Many thanks to Arslan Sheikh for his assistance in preparing this post.

Presume your workplace is non-union. You are interviewing an employee about facts that might lead to disciplining her. She tells you she wants a co-worker to sit in on the interview as her representative to advise her. The lawyers that advise the National Labor Relations Board (NLRB) are taking the position that you have to allow it.

Last week, the office of the general counsel to the NLRB issued an advice memorandum that has significant implications for all non-union employers. The memo concludes that an employee in a non-union workplace should be entitled to co-worker representation during an investigatory interview by the company. This is contrary to existing NLRB precedent which holds that representation rights like this do not apply where there is no union representative. As explained below, whether the general counsel’s advice becomes law remains to be seen. But in the meantime, employers are wise to be aware of this advice memo because it will likely influence the way NLRB regional offices act in enforcement proceedings at least for now. Refusing an employee’s request for representation in an interview might result in a local NLRB office issuing a complaint and forcing the employer to fight it out in a hearing.

Weingarten rights

Workers represented by unions have long had the right to insist on a union representative being present in investigatory interviews where the investigation could lead to them being disciplined. These are usually referred to as Weingarten rights, from the name of the 1975 U.S. Supreme Court case in which they were first recognized. Under current NLRB case law, Weingarten rights are not available to non-union employees. But, in a case involving General Electric, the office of the general counsel has advised the NLRB regional office in Pittsburgh that now is the time to take this issue up and argue that Weingarten rights should be extended to non-union workers.
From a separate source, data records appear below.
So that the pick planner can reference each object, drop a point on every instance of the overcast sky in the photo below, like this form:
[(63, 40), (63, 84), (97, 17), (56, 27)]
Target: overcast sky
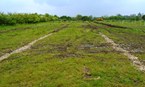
[(74, 7)]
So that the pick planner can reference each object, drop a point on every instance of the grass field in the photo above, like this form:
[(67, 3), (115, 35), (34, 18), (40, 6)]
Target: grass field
[(76, 56)]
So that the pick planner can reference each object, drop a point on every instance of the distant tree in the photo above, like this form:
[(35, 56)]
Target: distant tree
[(143, 17)]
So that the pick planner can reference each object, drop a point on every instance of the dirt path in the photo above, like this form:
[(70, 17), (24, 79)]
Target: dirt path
[(28, 46), (133, 58)]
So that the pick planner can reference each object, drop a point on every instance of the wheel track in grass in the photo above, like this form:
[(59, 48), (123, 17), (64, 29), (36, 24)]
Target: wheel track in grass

The General Electric advice memo

General Electric was accused in unfair labor practice charges of not allowing representation to workers who were being interviewed for possible disciplinary action. The workers at the facility are not currently represented by a union. Some of the workers have an informal representation arrangement with a union, but that union has not obtained enough support to be certified as representative for all. Some workers asked to be represented by co-workers in investigatory interviews. The request was denied. The General Electric advice memo encourages the Pittsburgh regional office of the NLRB to take the position that Weingarten rights should extend to non-union workers.

What happens next?

Assuming the regional office takes the advice given by the general counsel, and that seems likely, the office will pursue the case against General Electric. If the case is not settled, it goes to a hearing before an NLRB administrative law judge and the judge may issue a decision extending Weingarten rights to non-union workers. That decision could be appealed to the full NLRB and the door would be open to reverse the current law and assure Weingarten rights to non-union workers.

But will that happen? Recent developments in Washington call the longevity of the General Electric advice memo into question. President Trump has nominated Peter Robb, a management-side labor attorney, to serve as general counsel to the NLRB. If Robb is confirmed by the Senate, he will have the power to reverse the position taken by the current general counsel in the General Electric advice memo. Also, the make-up of the NLRB is changing. In the near future, it is likely that Republican appointees will make up a majority of the five member NLRB which has the final say on NLRB cases. A Republican controlled NLRB faced with this issue would probably uphold the current precedent limiting Weingarten rights to union workers.

Although the incoming general counsel may decide to discard the General Electric advice memo in the future, the memo tells us what to expect in the meantime from the NLRB regional offices who decide whether to issue complaints against employers. Current NLRB regional offices may follow this advice memo for enforcement guidance. Therefore, non-union employers should be aware that if an unfair labor practice charge is filed based on a denial of representation rights in investigations, it might result in a long period of time, cost and effort to win the battle in enforcement proceedings.

We will follow this issue closely and report about any cases that reach the point of a decision on Weingarten rights in a non-union setting.